For this week’s optional practice problems, we have provided another dataset for you to use.

midwest is a dataset that’s available in R as part of the ggplot2 pacakge, similar to the complete_old dataset we have been using from the ratdat package. The midwest dataset has demographic information for counties from several Midwest states from the 2000 U.S. Census.

  1. Write and execute the following code to read about where the dataset came from and what the variables are.
?midwest
  1. Use str to learn more about data types in the midwest dataset. Of the primary vector types we discussed in this week’s workshop (character, integer, numeric, logical), which are represented in this dataset?

Make a Fancy Boxplot

Create a graph from the midwest data that compares population density between states. Follow the instructions below:

  1. Compare state on the x-axis to popdensity on the y-axis.
  2. Create a combined boxplot and scatter plot graph with the following features:
    • Use geom_jitter to create the scatter plot layer.
      • Set the color of the scatter plot data points to vary by the variable state.
      • Choose a new point shape (shape =). Shape is identified using integers, and these are some of your point shape options:
        point shape options in R
      • Set a transparency level.
      • Make the point size larger (size =).
    • Use geom_boxplot to create the boxplot layer.
      • Remove the fill color.
      • Remove the outlier.shape to avoid double-plotting outliers.
  3. Set a new theme (e.g., theme_classic(), theme_bw())
  4. Change the labels so that:
    • Plot title is “Midwest Population Demographics (2000)”.
    • X-axis is “State”.
    • Y-axis is “Population Density (person/unit area)”.
  5. Change other plot features using the theme function so that:
    • The size of the plot title text is 16 and the text face is bold.
    • The position of the legend is “none” (removes legend).

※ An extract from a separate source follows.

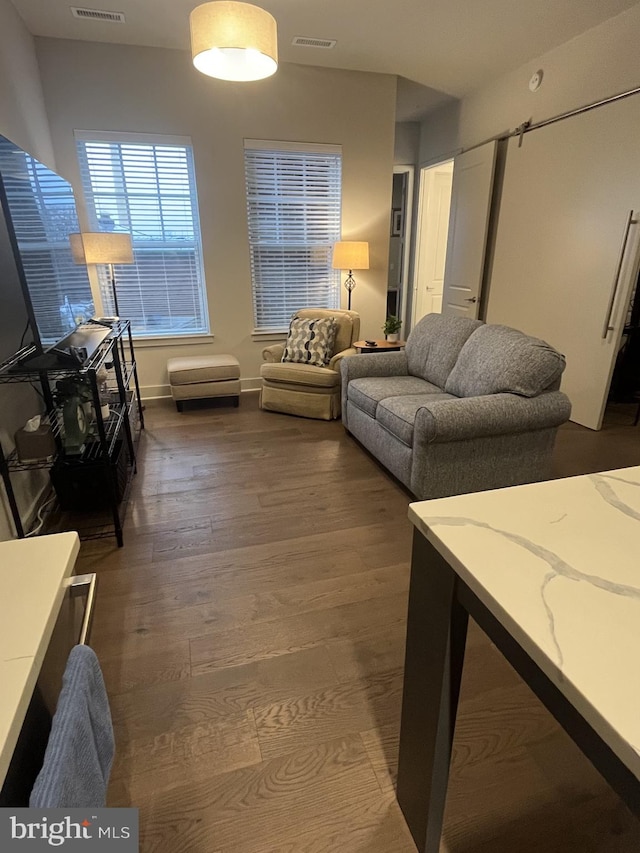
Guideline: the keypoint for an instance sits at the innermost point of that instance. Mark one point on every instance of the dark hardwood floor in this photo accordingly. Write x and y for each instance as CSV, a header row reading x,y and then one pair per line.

The graph you create should look similar to the following graph:

Summary Statistics

Compute the following calculations on the midwest dataset:

  1. What is the maximum value of total population (poptotal)?

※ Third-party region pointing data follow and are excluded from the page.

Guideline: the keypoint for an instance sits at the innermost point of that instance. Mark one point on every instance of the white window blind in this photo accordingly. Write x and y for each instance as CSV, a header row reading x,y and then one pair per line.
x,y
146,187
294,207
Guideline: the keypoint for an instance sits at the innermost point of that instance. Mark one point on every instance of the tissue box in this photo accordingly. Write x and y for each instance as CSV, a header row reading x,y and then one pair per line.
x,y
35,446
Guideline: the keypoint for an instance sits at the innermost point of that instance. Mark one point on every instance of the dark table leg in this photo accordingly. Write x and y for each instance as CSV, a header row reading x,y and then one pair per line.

  2. What is the minimum value of population density (popdensity)?

  3. What are the quartiles (25%, 50%, 75%) for the percent of a county’s population that is college educated (percollege)? The quantile function will be helpful here.

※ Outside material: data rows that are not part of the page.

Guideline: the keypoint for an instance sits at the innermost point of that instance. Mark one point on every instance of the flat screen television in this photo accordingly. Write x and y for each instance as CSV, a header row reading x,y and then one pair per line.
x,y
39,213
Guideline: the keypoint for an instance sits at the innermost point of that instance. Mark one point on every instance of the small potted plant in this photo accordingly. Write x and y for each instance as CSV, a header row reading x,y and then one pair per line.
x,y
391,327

  4. What is the average number of adults per county (popadults)?

Sequences

  1. Create a sequence that runs from 8 to 85 at intervals of 7. Store this sequence as an object called weird_seq.

  2. Create a sequence that runs from 1900 to 2025 at intervals of 5. Store this sequence as an object called year_seq.

  3. Create a sequence that is runs from 12 to 22 and has a length of 47 (47 total items in the sequence). Store this sequence as an object called seq_length.

Reflections

  1. What was the most challenging aspect of this week’s workshop? Were you able to overcome it? If not, what assistance do you need to continue working through it?

  2. What was the most rewarding aspect of this week’s workshop?